Senator Porkier
I give up.
The delivery of Canada's first military cargo aircraft faces delays while Boeing is embroiled in a backroom battle with Public Works Minister Michael Fortier over Quebec's share of economic benefits flowing from the $3.4-billion purchase. The negotiations, which were scheduled to close last month, are running into overtime and jeopardizing the plan to deliver the first of four C-17 aircraft to the Canadian Forces in June. To obtain the contract, U.S.-based Boeing Co. has to pledge to buy supplies and services worth the exact value of the purchase in Canada. This package of regional benefits can be spent directly to build or maintain the Boeing C-17s, or any other current and future Boeing aircraft. With billions at stake, Boeing is facing political pressure to invest heavily in Quebec, where 55 per cent to 60 per cent of Canada's aerospace industry is located. But the company plans to spend only 30 per cent of the economic benefits in the politically sensitive province, while directing the rest to other provinces, industry and government sources said... A number of Quebec businesses and politicians -- including Mr. Fortier -- are fighting to boost the province's share of the regional benefits. He hasn't publicly set out a target for Quebec's share of these economic benefits, but he is staunchly defending the industry that is mainly located in the Montreal area. Mr. Fortier, an unelected senator, will be running in Vaudreuil-Soulanges, just west of Montreal, in the next election. As Public Works Minister, he has the final responsibility for signing the contract.In the twenty-odd years since the CF-18 debacle, Conservatives have apparently learned nothing: about economics, about political morality, about playing fire with regional jealousies.

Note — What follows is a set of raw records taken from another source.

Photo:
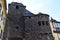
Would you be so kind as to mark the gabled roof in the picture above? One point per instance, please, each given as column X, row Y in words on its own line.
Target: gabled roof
column 27, row 13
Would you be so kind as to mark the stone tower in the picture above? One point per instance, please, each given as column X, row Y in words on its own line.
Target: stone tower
column 24, row 25
column 14, row 27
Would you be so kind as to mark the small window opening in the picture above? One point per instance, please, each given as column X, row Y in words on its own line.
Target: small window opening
column 17, row 7
column 43, row 23
column 39, row 23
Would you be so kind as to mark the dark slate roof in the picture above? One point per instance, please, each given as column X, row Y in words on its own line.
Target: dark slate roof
column 27, row 13
column 16, row 3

That a Conservative government would still be inflating the cost of military procurement contracts by insisting on domestic "industrial benefits" offsets is bad enough: it's just pure protectionism. (We tax ourselves to overpay foreign suppliers for military aircraft. Then we use the proceeds to make passenger aircraft here, and tax ourselves again to subsidize their sale overseas. That's some investment strategy: buy high, sell low.) But that Fortier would be sticking his finger in to steer more of the pelf towards his home province is just unforgivable. I say again: Have these people learned nothing?